Printer Friendly

Research on ontology construction and information extraction technology based on WordNet.

1. Introduction

Effective information can be obtained from complicated information by means of information extraction technology; meanwhile, the effective information can be stored, which provide convenience for repeated use of the information [1-3]. In this article, the problem of adaptability of information extraction is the uppermost problem that information extraction faces. To solve this problem, this article describes domain knowledge by ontology information, which can effectively improve the performance of information extraction. This article constructs the ontology by means of WordNet-based semantic similarity. Meanwhile, related ontology-based theories are used for extracting the information. Words similarity is further subdivided through calculation of the extracted information, and is promoted to be the similarity calculation of synonym set. Similarity calculation of WordNet is also improved on the basis of this. The accuracy of the calculation is significantly improved as proven by examples.

2. Methods for ontology construction

This article aims at constructing ontology of college teachers' resumes, in which protege is used as the tool for ontology construction. As shown in Figure 1, ontology structure is a top-bottom ontology information structure, where the lower the information position is, the more detailed the information will be. Seen from Figure 1, in the modelling of college teachers, the ontology of the teachers' information is on the top, followed by various sub-information bellow it, with each piece of sub-information consisting of multiple events, thus forming an integral model of teachers' information. As shown in Figure 1, this article constructs the three layers of ontology of college teachers' resumes based on the features of the domain.

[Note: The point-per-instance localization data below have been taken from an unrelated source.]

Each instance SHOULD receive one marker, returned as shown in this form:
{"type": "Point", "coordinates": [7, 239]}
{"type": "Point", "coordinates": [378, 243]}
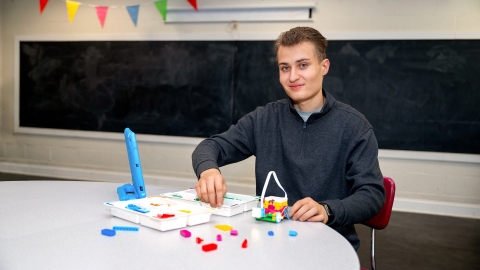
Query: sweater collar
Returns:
{"type": "Point", "coordinates": [329, 104]}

In the above-mentioned figure, the name of Ontology is Domain; meanwhile, we need to represent the ontology by PCV, and represent the sub-events in the ontology by Event Concept, represent each single event by Event, and abstract each event as Event Concept. A college professor's resume may include lots of information, such as the sub-events like life experiences, education backgrounds etc. An Extended Concept can be formed by combining multiple concepts, which can be named as extended concept layer. For example, the extended concepts of college teachers' study experience include information such as "graduating school", "inception" and "major" etc. Substantially speaking, Extended Concept and Event Concept are both ontologies.

While constructing ontology, this article adopts the top-bottom confirmation method, in which the ontology domain is confirmed firstly, then the events in the domain are confirmed, and finally, the information in the events is confirmed. Meanwhile, they are conceptualized to confirm the relationships among them.

[FIGURE 1 OMITTED]

3. Analysis on college teachers' resumes As shown in Figure 1, the concept of the event is allocated first. The event information is summarized by analyzing the webpages introducing the personal information college teachers in college websites, which is as follows:

1). Person Information consists of name, date of birth, specialty and post.

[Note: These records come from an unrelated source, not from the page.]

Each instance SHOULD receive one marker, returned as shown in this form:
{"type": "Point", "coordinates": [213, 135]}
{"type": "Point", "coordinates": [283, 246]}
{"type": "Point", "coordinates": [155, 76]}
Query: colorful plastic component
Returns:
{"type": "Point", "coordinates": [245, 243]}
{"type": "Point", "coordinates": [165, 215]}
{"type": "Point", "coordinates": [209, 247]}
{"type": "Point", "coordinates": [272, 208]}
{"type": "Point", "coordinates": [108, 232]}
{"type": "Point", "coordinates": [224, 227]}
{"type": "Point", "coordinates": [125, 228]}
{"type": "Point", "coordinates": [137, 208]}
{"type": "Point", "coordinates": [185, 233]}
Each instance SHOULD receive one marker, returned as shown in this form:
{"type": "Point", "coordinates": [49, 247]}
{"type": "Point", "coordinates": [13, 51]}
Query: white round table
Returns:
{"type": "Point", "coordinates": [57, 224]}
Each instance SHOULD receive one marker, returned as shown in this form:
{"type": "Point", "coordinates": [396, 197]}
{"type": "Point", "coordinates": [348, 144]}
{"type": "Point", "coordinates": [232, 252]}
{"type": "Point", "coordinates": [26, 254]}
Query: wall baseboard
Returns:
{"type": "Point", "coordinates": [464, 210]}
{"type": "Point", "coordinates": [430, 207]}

2). Contact of college teachers consists of classes such as telephone number, address, and E-mail etc.

3). Educations of college teachers mainly consist of enrolling time and graduating time of a school, major and inception etc.

4). Works include the classes such as specific posts, working time, and name of departments etc.

5). Interests include the classes such as the teachers' research field etc.

6). Publications include two classes of books and papers.

7). Awards include the awarders, awarding time, awarding reason etc.

8). Social Activity includes the activity time, name and specific work that the teacher takes charge of.

In a piece of ontology consists of multiple sub-events which form a piece of ontology. Meanwhile, the relationships among various information concepts are established. The following diagram shows the concepts in the ontology and the relationships among them constructed in this article.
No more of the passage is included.